Eine Fachwerktrennwand im Obergeschoß trägt eine Bleiinschrift von 1669,
unter dieser Wand läuft ein Bretterboden durch bis zum Westgiebel. Dieser
Boden besteht aus zwei versetzten Lagen von gefälzten Dielen, die an den
Längsstößen jeweils mit zwei geschmiedeten Nägeln auf die Deckenbalken
genagelt wurden. Der gesamte Boden folgt den Gebäudeverformungen, die
Anschlüsse an die Längsschwellen der Außen- bzw. Dachkonstruktion ist so
sauber ausgeführt, dass es naheliegt, auch diesen Dielenbelag noch in die
Erbauungszeit zu datieren.
Eine andere Trennwand im Obergeschoß ist wiederum als Fachwerkwand mit
einfachem Ständer/Riegelhölzern ausgeführt und verputzten Ziegelgefachen.

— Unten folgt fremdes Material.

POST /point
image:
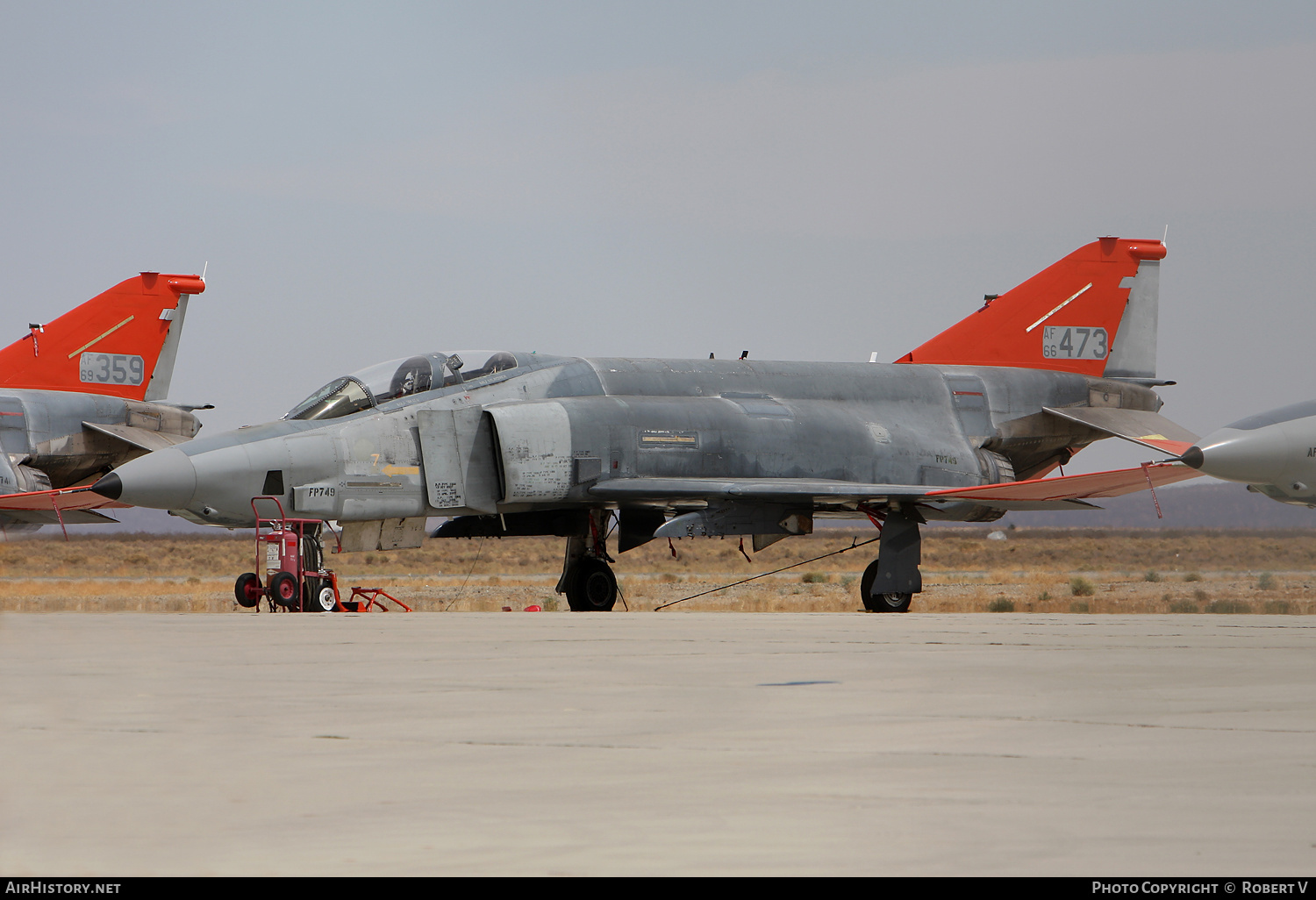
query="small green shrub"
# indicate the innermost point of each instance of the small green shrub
(1081, 587)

Die Giebelgefache der Westseite schmücken ‑ dies konnte erst festgestellt
werden, nachdem starke Staub‑ und Schmutzschichten entfernt wurden ‑
liegend und
hochkant verlegte Ziegel., mit den Abdrücken von Blättern, Kinder- und
Erwachsenenhänden. Es ist noch nicht klar, ob es sich hier um
apothrophäische Darstellungen oder um die Spielerei eines Maurers des
17./18. Jahrhunderts handelt.
Der Bauzustand ist an mehreren Stellen sehr bedenklich, eine Folge von
jahrelanger Vernachlässigung des Bauunterhalts. Offenbar wurden diese
Gebäude auch in früheren Jahrhunderten nur spärlich genutzt und umgebaut.
Diesem glücklichen Umstand verdanken wir zahlreiche Einzelheiten des 15.

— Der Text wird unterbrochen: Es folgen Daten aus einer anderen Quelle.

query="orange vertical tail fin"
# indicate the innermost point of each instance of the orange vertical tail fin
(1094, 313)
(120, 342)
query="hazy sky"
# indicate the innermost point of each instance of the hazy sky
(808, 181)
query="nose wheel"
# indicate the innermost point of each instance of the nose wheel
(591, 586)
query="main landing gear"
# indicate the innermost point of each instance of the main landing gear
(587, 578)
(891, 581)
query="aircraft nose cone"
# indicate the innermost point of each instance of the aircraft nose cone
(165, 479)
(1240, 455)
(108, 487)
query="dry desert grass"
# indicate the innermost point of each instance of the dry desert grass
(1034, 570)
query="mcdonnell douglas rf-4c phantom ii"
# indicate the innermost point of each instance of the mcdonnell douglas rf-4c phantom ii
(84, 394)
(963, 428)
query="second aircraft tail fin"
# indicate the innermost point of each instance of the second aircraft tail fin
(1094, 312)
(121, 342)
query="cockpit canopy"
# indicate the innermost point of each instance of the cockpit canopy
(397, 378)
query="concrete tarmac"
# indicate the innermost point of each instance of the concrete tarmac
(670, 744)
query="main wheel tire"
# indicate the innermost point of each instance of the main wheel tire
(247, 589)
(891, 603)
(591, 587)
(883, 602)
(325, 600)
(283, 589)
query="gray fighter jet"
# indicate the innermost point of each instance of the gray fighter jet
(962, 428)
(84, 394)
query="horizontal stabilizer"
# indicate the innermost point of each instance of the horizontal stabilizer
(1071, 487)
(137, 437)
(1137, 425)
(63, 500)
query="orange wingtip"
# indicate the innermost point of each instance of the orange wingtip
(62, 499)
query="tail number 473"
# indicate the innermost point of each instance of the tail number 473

bis 19. Jahrhunderts. Die "lnstandsetzungs- und Reparaturarbeiten stellen
hohe fachliche Anforderungen an.
Planer und Handwerker, hier können nur geeignete, im Umgang mit
Baudenkmälern geschulte Personen herangezogen werden.
Die Voruntersuchungen, Ende März 1987 abgeschlossen, sollen die Grundlage
zur Erarbeitung eines Sanierungs‑ und Nutzungskonzeptes bilden.